I also wanted to be able to carry a little food and some extra layers in addition to the usual complement of tools, so after looking around I decided on the Hopper Frame Bag from Revelate:

The idea behind this bag is that it fits on full-suspension bikes, but I liked it because I wanted a frame bag that would still allow me to keep my main water bottle in the traditional “Fred” position. Also, it’s reasonably priced, yet seems very well made and has a nifty buckle that allows you to open and close it easily while riding. Now, between the Jones handlebar purse, the saddle bag, and the frame bag, I should be set for anything short of a multi-day bike tour, which is not something I’ll be embarking upon any time soon.

Since I’ve been using the Jones primarily as a “mountain” bike it made sense to equip it with clipless pedals. (I still prefer them for hopping over logs and that sort of thing.) However, one of the best things about bringing the Rivendell with me last year was that I didn’t bother packing bike shoes and Lycra and all that other stuff; plus, I’m not going to be “mountain biking” so much as riding the sorts of macro-gravel trails you see above. Also, I’ve been quite happy riding in flip-flops this summer, and I saw no reason to force my little piggies into a sty on my vacation:

Still, after doing a fairly decent mixed-terrain ride in flip-flops the other day I was forced to admit I could do with a little more heel security and a sole that was less mushy. Therefore, I decided not only to equip the Jones with flat pedals but also to upgrade my sandal situation.

In the bike world, there are lots of people with lots of different opinions. Some of those opinions are highly objective (they’re opinions after all) and some of them are downright stupid. However, there are certain people whose opinions I’m inclined to trust, and when it comes to riding flat pedals in open-toed shoes, I doubt there’s anyone more qualified to offer advice than this guy:

So I took his advice and got some Crank Brothers Stamp 2 pedals:

As well as some Bedrock sandals–though not before trying on a bunch of other sandals at a certain popular outdoor recreation store, all of which were lacking in some way:

[Sorry you have to look at this.]

In particular, I like that they have a thingy that goes between your toe as opposed to a lateral strap or one of those weird toe-loop thingies. Also, they’re Vibram soles, and the footbed doesn’t have the crazy undulating arch support some other sandals do, which I’m not crazy about.
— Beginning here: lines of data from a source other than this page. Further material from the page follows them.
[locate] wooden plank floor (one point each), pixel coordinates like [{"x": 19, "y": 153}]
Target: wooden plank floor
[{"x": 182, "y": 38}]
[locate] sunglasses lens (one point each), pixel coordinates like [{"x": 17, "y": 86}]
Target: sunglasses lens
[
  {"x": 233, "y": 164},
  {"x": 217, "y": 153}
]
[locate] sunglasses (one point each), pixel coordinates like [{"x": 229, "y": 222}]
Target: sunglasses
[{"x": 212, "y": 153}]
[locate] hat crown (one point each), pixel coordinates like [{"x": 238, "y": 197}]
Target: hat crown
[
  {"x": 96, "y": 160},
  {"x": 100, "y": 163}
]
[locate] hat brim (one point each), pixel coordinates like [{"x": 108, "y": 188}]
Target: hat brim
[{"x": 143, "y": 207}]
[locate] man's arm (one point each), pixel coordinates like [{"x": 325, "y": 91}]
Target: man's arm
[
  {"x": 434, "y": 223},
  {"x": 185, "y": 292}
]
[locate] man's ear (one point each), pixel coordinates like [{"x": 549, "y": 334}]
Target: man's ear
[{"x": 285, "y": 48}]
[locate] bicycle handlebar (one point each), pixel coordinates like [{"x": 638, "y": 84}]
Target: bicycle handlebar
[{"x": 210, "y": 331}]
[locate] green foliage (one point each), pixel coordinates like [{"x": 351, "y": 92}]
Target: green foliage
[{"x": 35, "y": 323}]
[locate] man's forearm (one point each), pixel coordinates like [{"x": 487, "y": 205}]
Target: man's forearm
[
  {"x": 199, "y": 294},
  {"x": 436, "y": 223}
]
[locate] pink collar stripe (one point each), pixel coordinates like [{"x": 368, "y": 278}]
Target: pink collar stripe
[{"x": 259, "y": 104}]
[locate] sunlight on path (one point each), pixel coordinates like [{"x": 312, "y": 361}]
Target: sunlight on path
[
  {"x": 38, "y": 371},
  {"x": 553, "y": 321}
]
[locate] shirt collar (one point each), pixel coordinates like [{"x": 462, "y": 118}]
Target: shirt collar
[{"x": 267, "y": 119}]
After riding in them this weekend all indications are that the bearded bastard knows both his flat pedals and his sandals. (I should add the pedals have a nice stable platform and feel quite grippy.) I even took a little turn through the forbidding Trails Behind The Mall, and while I certainly can’t say the flats-and-sandals combo beats clipless pedals and mountain bike shoes for riding over logs or up rocky climbs, it wasn’t that much of a liability either, and for everything else it was perfect. I do reserve the right to my opinion once I get poison ivy on my feet or bash my toe on a rock, but in the meantime I’m feeling quite good about it.

Finally, my new policy is that any bike with flat pedals should also have a kickstand, and thanks to Grant Petersen I already had one of these Soma bike-leaning apparatuses ready to go:

I’m now confident in saying I’m ready for anything vacation might throw at me:

Provided it’s thrown relatively slowly, of course.

*[Jones LWB and SWB completes appear to be back in stock with updated spec, which is a total coincidence. This is not a concerted effort on my part to time Jones content with Jones availability–though I will unabashedly tell you to buy one, because they’re great bikes.]